Letter from Malcolm Rifkind, Minister of State at the Foreign Office, replying to a request from Des Starrs, Chair of Southern Africa the Imprisoned Society (SATIS), for the British government to intervene on behalf of the Kassinga detainees. In 1978 South African armed forces killed around 600 Namibian refugees at Kassinga refugee camp in Angola and took hundreds more prisoner. Five years later some of them were still held in detention in Namibia. Malcolm Rifkind turned down the request for a meeting on the grounds that he had already met an AAM delegation to discuss repression in the Ciskei.

Letter from AAM President Bishop Trevor Huddleston to Prime Minister Thatcher asking her to stop the English rugby tour of South Africa in 1984. The government refused to intervene and the tour went ahead in spite of widespread protests.

Letter from AAM President Archbishop Trevor Huddleston expressing the widespread opposition in Britain to Prime Minister Margaret Thatcher’s invitation to President P W Botha to visit Britain in June 1984. Thatcher held talks with Botha at her country residence Chequers, rather than at 10 Downing Street, in order to avoid protesters. More than 50,000 people marched through central London on the day of the talks, the biggest anti-apartheid demonstration to date.

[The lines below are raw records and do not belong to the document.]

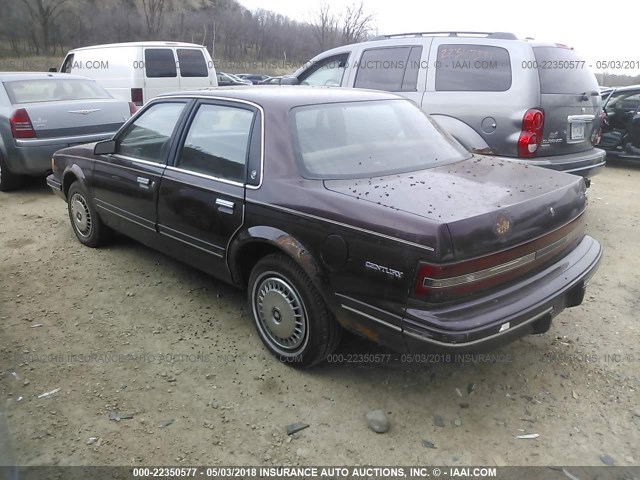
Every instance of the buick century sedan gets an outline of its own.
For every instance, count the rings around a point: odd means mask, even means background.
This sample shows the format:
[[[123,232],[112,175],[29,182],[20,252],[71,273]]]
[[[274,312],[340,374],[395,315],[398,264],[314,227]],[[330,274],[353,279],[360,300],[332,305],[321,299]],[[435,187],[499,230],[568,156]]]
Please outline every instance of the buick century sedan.
[[[389,93],[162,95],[52,163],[81,243],[115,230],[246,289],[266,348],[301,367],[343,329],[402,352],[543,333],[601,257],[581,177],[470,154]]]

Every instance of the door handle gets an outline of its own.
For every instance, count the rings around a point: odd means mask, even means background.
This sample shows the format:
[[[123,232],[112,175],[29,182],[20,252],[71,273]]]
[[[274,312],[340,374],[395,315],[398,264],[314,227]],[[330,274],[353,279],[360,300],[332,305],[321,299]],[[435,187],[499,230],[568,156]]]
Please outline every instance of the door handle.
[[[138,185],[142,188],[149,188],[149,179],[145,177],[137,177],[136,178]]]
[[[231,212],[233,212],[233,209],[236,207],[235,203],[230,202],[229,200],[224,200],[222,198],[216,198],[216,205],[218,205],[218,210],[220,210],[221,212],[225,210],[231,210]]]

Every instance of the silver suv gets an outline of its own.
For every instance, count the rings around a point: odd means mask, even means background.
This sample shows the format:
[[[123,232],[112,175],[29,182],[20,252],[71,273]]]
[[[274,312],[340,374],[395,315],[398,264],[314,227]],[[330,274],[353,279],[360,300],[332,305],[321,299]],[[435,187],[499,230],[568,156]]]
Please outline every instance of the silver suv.
[[[396,92],[471,151],[593,176],[605,165],[595,76],[560,44],[511,33],[385,35],[317,55],[283,84]]]

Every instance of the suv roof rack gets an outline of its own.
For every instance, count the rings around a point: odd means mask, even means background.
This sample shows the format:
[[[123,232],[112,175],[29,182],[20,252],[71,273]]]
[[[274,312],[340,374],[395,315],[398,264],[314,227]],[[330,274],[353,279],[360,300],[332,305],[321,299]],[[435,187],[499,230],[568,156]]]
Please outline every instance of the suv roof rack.
[[[485,38],[499,38],[502,40],[517,40],[513,33],[509,32],[410,32],[410,33],[394,33],[391,35],[378,35],[377,37],[373,37],[373,40],[386,40],[389,38],[401,38],[401,37],[426,37],[431,35],[440,35],[440,36],[448,36],[448,37],[459,37],[459,36],[483,36]]]

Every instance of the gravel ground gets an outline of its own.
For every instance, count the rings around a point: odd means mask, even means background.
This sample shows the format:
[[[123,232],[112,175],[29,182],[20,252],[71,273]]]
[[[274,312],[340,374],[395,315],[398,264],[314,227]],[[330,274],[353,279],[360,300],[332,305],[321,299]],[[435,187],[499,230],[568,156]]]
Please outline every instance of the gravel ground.
[[[17,463],[637,465],[639,179],[633,164],[594,179],[587,228],[605,256],[547,334],[458,364],[310,371],[269,356],[244,293],[125,238],[82,247],[42,182],[0,193],[0,411]],[[339,353],[390,352],[347,336]],[[368,427],[378,409],[386,433]]]

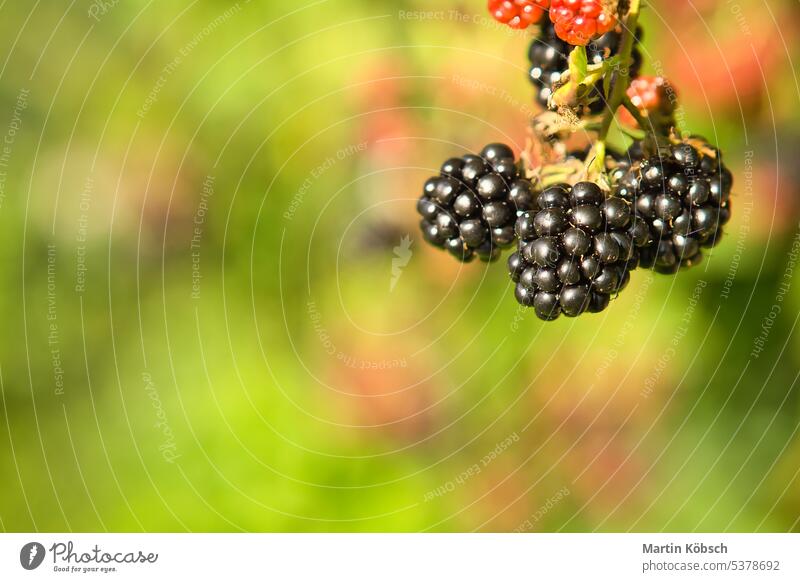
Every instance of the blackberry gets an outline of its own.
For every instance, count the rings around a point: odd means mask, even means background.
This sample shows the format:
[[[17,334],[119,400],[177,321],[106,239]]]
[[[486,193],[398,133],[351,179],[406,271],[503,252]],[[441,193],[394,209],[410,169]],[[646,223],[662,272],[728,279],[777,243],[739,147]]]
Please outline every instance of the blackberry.
[[[649,243],[646,225],[593,182],[550,186],[536,203],[517,219],[519,245],[508,259],[517,301],[544,320],[602,311]]]
[[[641,38],[641,29],[636,31],[637,39]],[[590,64],[599,64],[617,53],[622,39],[621,28],[611,30],[586,46],[586,55]],[[553,23],[542,23],[541,30],[531,42],[528,59],[531,62],[529,78],[537,89],[536,100],[542,107],[547,107],[547,100],[553,92],[553,85],[560,79],[561,73],[569,68],[569,53],[575,48],[556,35]],[[631,77],[636,77],[642,66],[642,54],[638,48],[633,50],[633,66]],[[605,107],[600,90],[595,90],[597,100],[589,106],[591,113],[600,113]]]
[[[532,184],[520,176],[514,152],[489,144],[480,155],[450,158],[425,182],[417,201],[420,228],[430,244],[462,262],[495,261],[514,244],[518,210],[534,206]]]
[[[730,219],[733,176],[719,150],[702,138],[673,145],[659,155],[612,174],[615,195],[630,202],[650,231],[643,267],[672,274],[703,258]]]

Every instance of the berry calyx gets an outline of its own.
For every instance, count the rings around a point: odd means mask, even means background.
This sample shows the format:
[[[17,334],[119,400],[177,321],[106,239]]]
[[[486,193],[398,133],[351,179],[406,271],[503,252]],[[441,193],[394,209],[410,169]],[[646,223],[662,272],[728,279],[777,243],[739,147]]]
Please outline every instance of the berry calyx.
[[[617,24],[603,0],[552,0],[550,20],[558,37],[575,46],[586,46]]]
[[[489,144],[480,155],[450,158],[425,182],[417,201],[423,238],[456,259],[495,261],[514,244],[517,211],[534,206],[533,185],[521,177],[514,151]]]
[[[539,22],[548,8],[550,0],[489,0],[495,20],[518,30]]]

President P W Botha’s visit to Britain in June 1984 was the first such visit since South Africa left the Commonwealth in 1961. It followed South Africa’s adoption of a new constitution in 1983. This memo sought assurances from Prime Minister Margaret Thatcher that the British government was committed to universal suffrage in a united South Africa. Thatcher was sufficiently concerned about opposition to the visit to agree to meet a delegation from the AAM.

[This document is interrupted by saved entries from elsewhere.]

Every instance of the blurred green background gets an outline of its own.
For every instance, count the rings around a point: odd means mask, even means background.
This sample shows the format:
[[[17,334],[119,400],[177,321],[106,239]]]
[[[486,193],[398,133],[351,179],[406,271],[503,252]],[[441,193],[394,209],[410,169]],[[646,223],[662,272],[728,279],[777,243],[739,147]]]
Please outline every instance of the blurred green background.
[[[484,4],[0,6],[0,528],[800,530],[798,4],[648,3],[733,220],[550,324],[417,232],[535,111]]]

Letter from Prime Minister Margaret Thatcher about her meeting with P W Botha in June 1984. Instead of calling for one person one vote, she told him that the British government would accept a system of government that had ‘the consent of the South African people’. She said she had ‘expressed concern at the continued detention of Nelson Mandela’.

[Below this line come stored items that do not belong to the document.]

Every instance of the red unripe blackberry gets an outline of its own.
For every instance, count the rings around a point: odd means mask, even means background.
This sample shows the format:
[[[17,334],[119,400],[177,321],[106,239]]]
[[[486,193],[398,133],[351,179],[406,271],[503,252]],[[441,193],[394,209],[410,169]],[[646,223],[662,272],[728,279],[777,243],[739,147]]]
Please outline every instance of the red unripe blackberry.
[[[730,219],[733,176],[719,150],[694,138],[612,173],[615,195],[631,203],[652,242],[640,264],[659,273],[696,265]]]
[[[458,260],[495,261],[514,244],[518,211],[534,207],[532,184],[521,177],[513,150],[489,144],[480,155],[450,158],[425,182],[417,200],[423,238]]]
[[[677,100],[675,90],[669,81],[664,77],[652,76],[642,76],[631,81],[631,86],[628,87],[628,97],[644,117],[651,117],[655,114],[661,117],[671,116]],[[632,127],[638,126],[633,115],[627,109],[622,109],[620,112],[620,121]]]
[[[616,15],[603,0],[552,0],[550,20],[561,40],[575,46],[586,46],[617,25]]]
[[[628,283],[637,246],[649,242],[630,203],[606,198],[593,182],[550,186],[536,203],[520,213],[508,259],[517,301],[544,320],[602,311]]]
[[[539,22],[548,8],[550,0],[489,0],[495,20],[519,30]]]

Six leaders of the United Democratic Front and the South African Indian Congress entered the British consulate in Durban to avoid detention by the South African authorities in 1984. Three of them were immediately detained on leaving the consulate. This letter from Prime Minister Thatcher to the AAM’s Chair Bob Hughes MP defended the British government’s decision to bar access to the lawyers of the remaining three men. Five of the six were charged with high treason.

Memorandum arguing for a review of British government policy on Namibia. The memorandum urged the British government to support mandatory measures against South Africa under Chapter VII of the UN Charter if South Africa continued to obstruct talks on Namibian independence.

Letter from Foreign Secretary Geoffrey Howe in response to the AAM’s memorandum ‘Britain and Namibia’. He stated that although the British government did not regard the withdrawal of Cuban forces from Angola as an essential precondition of Namibian independence, in practice withdrawal offered the best prospect for the success of negotiations.